Little Spearmint couldn’t sleep that night. I was so close… - he was thinking. It seemed that he had found a better than default value for one of the random forest hyperparams, but it turned out to be false. He made a decision as he fell asleep: Next time, I will show them!
The way to do this is to use a dataset that is known to produce lower error with high mtry values, namely previously mentioned Madelon from NIPS 2003 Feature Selection Challenge. Among 500 attributes, only 20 are informative, the rest are noise. That’s the reason why high mtry is good here: you have to consider a lot of features to find a meaningful one.
The dataset consists of a train, validation and test parts, with labels being available for train and validation. We will further split the training set into our train and validation sets, and use the original validation set as a test set to evaluate final results of parameter tuning.
As an error measure we use Area Under Curve, or AUC, which was one of the metrics in the original competition. By the way, it is still open to submissions. The original winners achieved 0.98 AUC on a test set (training on combined train and validation sets), and it’s still the best!
Colors again denote a validation error value (1 - AUC). This time we add red to mark the best results:
- red: error < 0.085
- green: error < 0.09
- blue: error < 0.10
- black: error >= 0.10
There seems to be an area in the vicinity of 200 trees that produces good results. But they are mixed with not so good ones there. We can also observe that 500 trees are promising. It can be seen on a histogram of good results (error < 0.09) vs. a number of trees they were achieved with:
In the second run we’ll explore the space between 500 and 1000 trees.
Clearly, mtry around 200 seems the best, regardless of a number of trees. Note that Spearmint is very sure about lower mtry values: it hardly explores any setting of less than 150.
As a special treat, we provide a visualization of Spearmint sniffing for low error. Colors are inverted, meaning that red signifies the highest error, blue the lowest. Some high-error points were removed to get a closer look at the error range.
You can adjust playback speed next to the progress slider. Note how in a few tries Spearmint catches a whiff of the “200” line and follows it, then does some more sniffing around.
And finally, a plot of error vs. mtry which confirms that an optimal range for mtry is between 150 and 250:
The scores
The best result was 0.0826116 with 919 trees and mtry equal to 169. Let’s check the outcome on a proper validation set. We’ll train two random forests, both with 919 trees, one with with mtry = 169 and one with a default value.
Success, at last: AUC for the default setting is 0.825, and for the one we found 0.927. A big improvement!
We submitted our results on the competition page, and they scored 1.0 training, 0.9279 validation, 0.9285 test (search for Fastml.com on the scoreboard). Not enough to write home about, but a pretty good score. Subsequently we used combined training and validation sets for training, and scored 1.0 training and validation (no surprise here), 0.9336 test.

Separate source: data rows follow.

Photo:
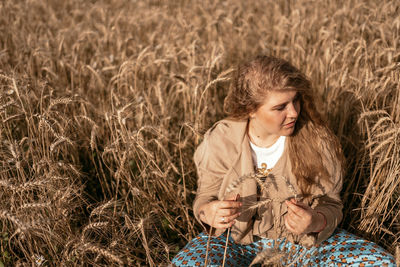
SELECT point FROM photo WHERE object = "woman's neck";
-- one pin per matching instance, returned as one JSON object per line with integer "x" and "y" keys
{"x": 260, "y": 138}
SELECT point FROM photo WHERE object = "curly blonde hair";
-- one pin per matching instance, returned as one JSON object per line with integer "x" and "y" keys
{"x": 311, "y": 140}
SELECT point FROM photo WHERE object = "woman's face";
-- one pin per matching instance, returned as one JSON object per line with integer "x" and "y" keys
{"x": 277, "y": 116}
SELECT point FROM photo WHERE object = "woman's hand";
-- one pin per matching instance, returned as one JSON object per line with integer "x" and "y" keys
{"x": 302, "y": 219}
{"x": 221, "y": 214}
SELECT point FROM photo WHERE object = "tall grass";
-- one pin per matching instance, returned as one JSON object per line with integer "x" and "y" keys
{"x": 103, "y": 103}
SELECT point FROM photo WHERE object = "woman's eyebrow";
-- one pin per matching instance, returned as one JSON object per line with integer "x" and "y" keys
{"x": 285, "y": 103}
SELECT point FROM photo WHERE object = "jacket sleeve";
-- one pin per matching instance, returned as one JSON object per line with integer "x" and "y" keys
{"x": 330, "y": 203}
{"x": 212, "y": 165}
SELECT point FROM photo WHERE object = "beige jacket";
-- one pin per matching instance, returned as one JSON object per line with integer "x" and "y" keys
{"x": 225, "y": 155}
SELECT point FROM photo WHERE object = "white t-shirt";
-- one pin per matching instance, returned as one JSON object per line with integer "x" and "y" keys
{"x": 269, "y": 155}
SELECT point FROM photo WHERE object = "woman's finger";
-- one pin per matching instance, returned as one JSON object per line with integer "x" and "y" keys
{"x": 227, "y": 212}
{"x": 288, "y": 226}
{"x": 299, "y": 211}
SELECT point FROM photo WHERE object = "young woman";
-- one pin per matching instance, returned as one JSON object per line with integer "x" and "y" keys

No errors on both training sets might suggest overfitting, especially so because there are a lot of people with higher test score than us, but only few with zero errors on training. It also suggests not to take the best found result literally. After inspecting the chart, we concluded we might be better off with a setting of (750, 222), for example. And indeed, it produces a higher score.
The code for tuning hyperparams, plotting and preparing submission files is available.
Maybe I’m good for something after all - little Spearmint was thinking as he cuddled his teddy bear to sleep.